What movie critic cliches are you tired of?

In plot synopses (yes, even in critic-penned ones): "...changed so-and-so's life forever." Well, duh. We don't tell stories about events that changed nothing.

Another pet peeve is reviews that talk about characters and insist, without fail, on listing the actors' names parenthetically. The practice almost never helps readability or understanding, and only encourages personality obsession rather than anything about the art itself. Worse, it makes critics look like they read studio press releases more often than real writing. Worse yet, the practice is, of course, exactly what the distributors and publicists are looking for...

My own worst habit is probably not at the phoneme level but the outline level, where I blather on for three paragraphs about art or personal insight before even getting around to talking about movies.

But I must confess that, when I talk about ratings, I can't stop complaining about Norbit.
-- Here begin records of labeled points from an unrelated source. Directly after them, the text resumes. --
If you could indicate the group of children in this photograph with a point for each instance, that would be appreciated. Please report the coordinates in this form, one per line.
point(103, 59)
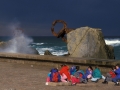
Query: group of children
point(76, 75)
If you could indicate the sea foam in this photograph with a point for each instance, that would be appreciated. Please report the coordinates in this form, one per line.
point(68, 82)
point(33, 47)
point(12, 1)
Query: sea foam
point(113, 42)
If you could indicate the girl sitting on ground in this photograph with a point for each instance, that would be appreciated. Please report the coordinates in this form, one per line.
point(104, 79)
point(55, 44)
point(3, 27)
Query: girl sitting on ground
point(88, 73)
point(65, 74)
point(78, 77)
point(117, 72)
point(96, 75)
point(110, 75)
point(73, 69)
I am, yes, a broken record. Call me Skip.

(I did read "pitch-perfect" in a review just yesterday, though, and thought, "Okay, I've had just about enough of that one." So kudos for putting the kaibosh on that one!)
Ron Reed
"Deeply moving." As opposed to what? Shallowly moving?

"Profoundly moving." Or profoundly anything, for that matter.

If every film, book and piece of music dubbed "deeply moving" were actually "deeply moving," people would be going around sobbing all the time.
Overstreet
Because I write most reviews in a hurry to get them posted by release day, I end up embarrassing myself with redundancy all the time.

If I had more time to think, I'd give each review a "hyperbole scan" to try and eliminate words like "most" and "best." Those are usually subjective terms.

"Award-worthy" - I would like to cure myself of praising something by referencing awards. Most award ceremonies are so devoid of integrity that they're not worth mentioning in a review.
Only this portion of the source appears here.